Убывал третии месяц, да четвьртъ луну набирал, в народе сухим окликаемый, да точию во владениях Святосева Святовидича – мёрзлым. И оттого се, иже в ночь земля онде белела, а в день дождём упивалась. Поелику племена на сонмище не рассчитывали, так: овёс стойкий засеяли, озимый хлеб проредили, и погоды ждали. Да всякий инуде ведал, яко не воспевала твердь удела Краевого зерна в неё, вложенного, и другим похвалялась: самоцветами в залежах схороненных, гранитом в почвах раскиданных, зверьём пушным в лесах смешанных, да рыбой жирной в реках и озёрах взращённых. Богатый удел! На пищу изощрённый. Каравай инуде из шишек пекли, да из них же заготовки делали, орехи для муки мололи, и их же в хмель огулом с ягодами добавляли. Подённый злак народ тожде в быт приходовал, но тот на лодьях из иных волостей Княжества Великого Роского доставляли. Зависел от тех Краевой удел, да эк ноне Князь его Удельный – Святосев Святовидич – от братьев своих верных.

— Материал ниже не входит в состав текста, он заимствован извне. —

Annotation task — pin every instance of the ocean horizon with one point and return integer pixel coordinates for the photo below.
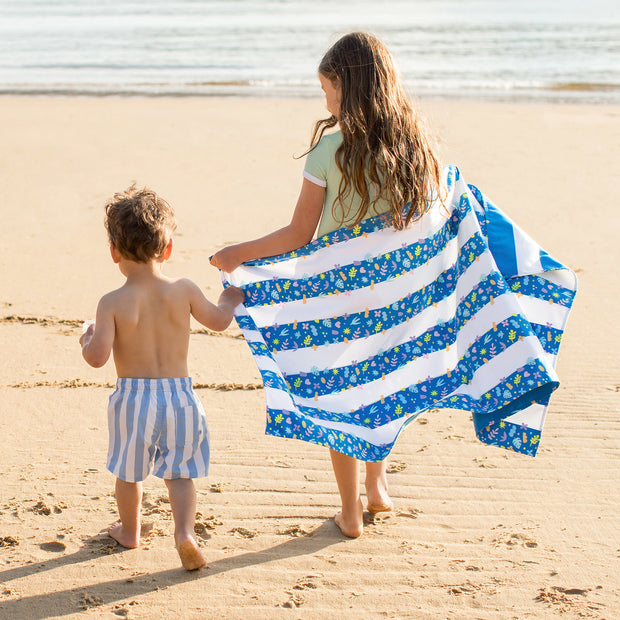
(539, 51)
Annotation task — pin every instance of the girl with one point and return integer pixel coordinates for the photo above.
(377, 161)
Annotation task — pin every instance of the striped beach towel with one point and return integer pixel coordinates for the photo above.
(361, 330)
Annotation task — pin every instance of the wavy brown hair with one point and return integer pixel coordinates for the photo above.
(385, 152)
(139, 223)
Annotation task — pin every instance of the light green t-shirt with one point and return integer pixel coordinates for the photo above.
(322, 170)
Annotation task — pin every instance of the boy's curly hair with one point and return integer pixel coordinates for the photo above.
(139, 224)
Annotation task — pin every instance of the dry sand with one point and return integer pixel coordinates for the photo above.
(477, 532)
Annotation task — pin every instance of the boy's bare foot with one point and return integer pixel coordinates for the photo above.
(377, 489)
(352, 529)
(191, 557)
(122, 538)
(375, 508)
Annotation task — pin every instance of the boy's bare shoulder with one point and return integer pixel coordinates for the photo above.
(113, 299)
(184, 285)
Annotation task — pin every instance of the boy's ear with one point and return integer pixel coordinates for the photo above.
(116, 255)
(167, 251)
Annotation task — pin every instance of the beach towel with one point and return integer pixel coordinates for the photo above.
(362, 330)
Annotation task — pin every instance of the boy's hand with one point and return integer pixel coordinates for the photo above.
(87, 333)
(233, 295)
(227, 259)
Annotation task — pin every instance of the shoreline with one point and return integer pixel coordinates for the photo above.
(476, 531)
(562, 93)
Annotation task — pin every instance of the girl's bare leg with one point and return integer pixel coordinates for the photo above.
(183, 503)
(346, 470)
(377, 487)
(128, 498)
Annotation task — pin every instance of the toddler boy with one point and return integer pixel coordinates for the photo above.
(156, 422)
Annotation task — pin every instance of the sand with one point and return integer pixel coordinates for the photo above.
(476, 532)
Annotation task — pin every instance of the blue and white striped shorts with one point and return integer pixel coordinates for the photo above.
(158, 426)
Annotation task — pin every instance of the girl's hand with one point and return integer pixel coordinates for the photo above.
(227, 259)
(232, 294)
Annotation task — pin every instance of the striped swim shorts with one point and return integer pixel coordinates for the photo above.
(157, 426)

Бередился он непосильно, себя изнутри съедал, понеже войско целое пропустил, град, гранённый, сжечь ворогам позволил, людей не защитил. На миг всего кольцо правящее снял, то Тысячникам не передав, и мнил, успеет, весть о делах дружины из умов Белого братства вычистить. И успел, да устал зело – чрез земли тянуться, свет Святой обходить – иже нордманнов не приметил.
Обаче попрекнуть его за то никто из братьев не посмел, поелику с Белым теремом давний бой те вели. Волхованство и на жизнь Великого Князя покушались, и един раз чуть того не сгубили. А нынче новьим укладом истязались, яво витязей с духовенством равнял. И главное дружина ниякого доказать не дюжила, янысь, и пытались, да сам, Великий Князь, Унче земли Роской, Градимир Ростиславич, мир внутренний сохранить ладил, всем болого ниспослать схожее прочил. Авось посему и не бранились други, егда причину пропуска Святосев Святовидич им сообщил, да в укор ему ту паче не поминали. Одначе то они, и их то воля, сам себя Князь Краевой простить не силился.
Вестимо, Святосев Святовидич о них думал, о народов целостности, да желании Князя Великого, но проблема в суженой его крылась. Не грезила Чернава с ним рука об руку в сей жизни бродить, видеть его ажно не жаждала, поелику он от той отстал. Добр вельми был, да навязываться не умел, супротив воли женской ничуть делать не хотел. На иже сподобился, то при встрече их предложил, и отказ, и не один, достойно принял, существовать продолжил.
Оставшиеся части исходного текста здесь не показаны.